China’s year of plummeting solar growth has ended on a slightly more upbeat note, with analysts claiming a rush of installations in December may herald a better-than-expected 2020.
New stats from the country’s National Energy Administration (NEA) show PV capacity stood at a cumulative 204.68GW nation-wide by the end of 2019, a 17.4% jump on the figures recorded at the same point one year prior.
Examining the numbers released by the NEA over the weekend, consultancy Asia Europe Clean Energy (Solar) Advisory Co (AECEA) estimated China installed 30.22GW of PV over 2019, a full 31.7% slump from the 44.26GW it had added throughout 2018.
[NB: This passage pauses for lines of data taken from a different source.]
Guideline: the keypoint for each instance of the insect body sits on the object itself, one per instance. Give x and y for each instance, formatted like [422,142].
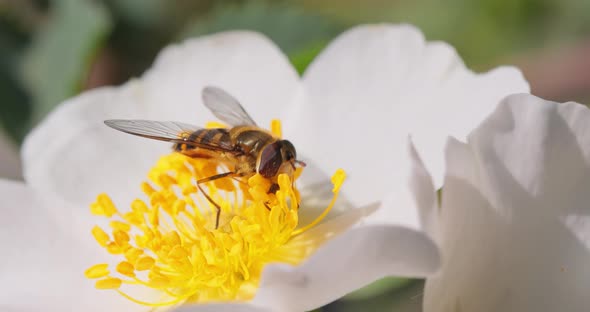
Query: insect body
[245,148]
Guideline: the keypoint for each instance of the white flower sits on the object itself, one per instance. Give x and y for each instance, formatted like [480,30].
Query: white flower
[353,108]
[514,226]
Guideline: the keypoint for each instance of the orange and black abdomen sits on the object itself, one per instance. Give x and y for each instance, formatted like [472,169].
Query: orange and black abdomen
[203,138]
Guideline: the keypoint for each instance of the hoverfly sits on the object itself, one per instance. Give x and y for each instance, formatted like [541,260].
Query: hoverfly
[245,148]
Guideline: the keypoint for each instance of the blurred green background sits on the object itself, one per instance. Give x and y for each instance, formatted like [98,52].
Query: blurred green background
[52,50]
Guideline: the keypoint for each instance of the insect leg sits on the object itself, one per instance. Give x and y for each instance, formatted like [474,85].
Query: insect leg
[209,179]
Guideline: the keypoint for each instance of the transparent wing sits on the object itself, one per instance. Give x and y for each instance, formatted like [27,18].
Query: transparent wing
[226,107]
[169,131]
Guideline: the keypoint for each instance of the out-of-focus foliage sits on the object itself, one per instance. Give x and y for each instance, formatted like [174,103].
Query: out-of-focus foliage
[484,32]
[60,55]
[14,108]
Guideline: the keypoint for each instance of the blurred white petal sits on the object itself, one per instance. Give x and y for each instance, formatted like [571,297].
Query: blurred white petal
[515,217]
[379,83]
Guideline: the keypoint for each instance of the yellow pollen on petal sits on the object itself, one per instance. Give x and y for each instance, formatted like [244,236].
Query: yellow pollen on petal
[167,239]
[108,283]
[97,271]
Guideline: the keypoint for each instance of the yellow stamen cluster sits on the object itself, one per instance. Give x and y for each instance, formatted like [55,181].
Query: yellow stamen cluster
[169,242]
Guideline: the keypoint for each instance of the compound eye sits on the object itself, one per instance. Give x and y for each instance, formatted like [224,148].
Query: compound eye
[270,160]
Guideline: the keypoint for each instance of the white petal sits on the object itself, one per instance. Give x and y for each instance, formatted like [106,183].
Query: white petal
[414,203]
[373,86]
[244,307]
[514,222]
[44,257]
[347,262]
[73,154]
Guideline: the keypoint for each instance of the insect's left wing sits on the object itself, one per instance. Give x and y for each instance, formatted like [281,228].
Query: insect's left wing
[169,131]
[226,107]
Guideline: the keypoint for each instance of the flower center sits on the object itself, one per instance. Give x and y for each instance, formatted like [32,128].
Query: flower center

Despite the 2018-to-2019 drop, the 30.22GW of PV installed in China last year is “far better” than AECEA itself had anticipated, as the firm noted. Only two weeks back, the consultancy’s predictions for the country remained in the 20GW to 24GW region.
In an email circulated today, AECEA director Frank Haugwitz tentatively linked the higher-than-expected 2019 figure to a strong year-end. If China did indeed install 30.22GW 2019-wide, this could mean more PV was added in December alone (12GW) than in H1 2019 (11.4GW), Haugwitz said.
“A year-end rally is nothing unusual, as well not in China. However, up to 12GW in one single month still beats all estimates,” the director said, hypothesising whether the December surge may have been caused by long-approved projects finally going ahead to tap into more competitive prices.
“Given such tailwind, AECEA is currently revising its 2020 estimate,” Haugwitz went on to say. “Early indications suggest that during 2020 the Chinese PV market shall experience a rebounding, possibly in the order of 15-25% YoY.”